Abo Alsabeh, Rewayda

January 2017

The Consecutive Ones Submatrix (C1S) has a vital role in real world applications. Consequently, there are continuous concern and demand to solve this problem via efficient algorithms. These algorithms are judged on the basis of their robustness, ease of use, and their computational time. The main aim of this thesis is to convert a Pure Integer Linear Programming (ILP) with (0, 1)−matrix into Mixed Integer Linear Programming (MILP) by finding the C1S submatrix.

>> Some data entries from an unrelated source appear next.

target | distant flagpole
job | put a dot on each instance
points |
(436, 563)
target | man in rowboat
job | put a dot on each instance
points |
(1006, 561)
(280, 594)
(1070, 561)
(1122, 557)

Given a (0, 1)−matrix, we consider the C1S problem which aims to maximize the number of columns having only one block of consecutive 1’s in each row by permuting them. We suggest an evolutionary approach to solve the problem. The Genetic Algorithm (GA) is the one proposed here to rearrange the columns of the matrix by pushing them in large blocks of 1’s. We also consider the Consecutive Blocks Minimization (CBM) problem which is related to C1S. A new procedure is proposed to improve the C1S submatrix, which is the column insertion approach. Moreover, preprocessing by minimum degree ordering is also used. On the other hand, we suggest another approach to solve the C1S. It is using the MVEE problem. To pave the way we first solve the problem. Given a set of points C = {x 1 ,x 2 ,...,x m } ⊆ R^n , what is the minimum volume ellipsoid that encloses it? Equally interestingly, one may ask: What is the maximum volume ellipsoid that can be embedded in the set of points without containing any? These problems have a number of applications beside being interesting in their own right. If one requires that at least k of m points, k < m be enclosed in the minimum volume ellipsoid, then the problem becomes more difficult but has the potential, once solved, to detect outliers among the n points. We suggest an evolutionary-type approach for their solution. We will also highlight application areas and include computational results.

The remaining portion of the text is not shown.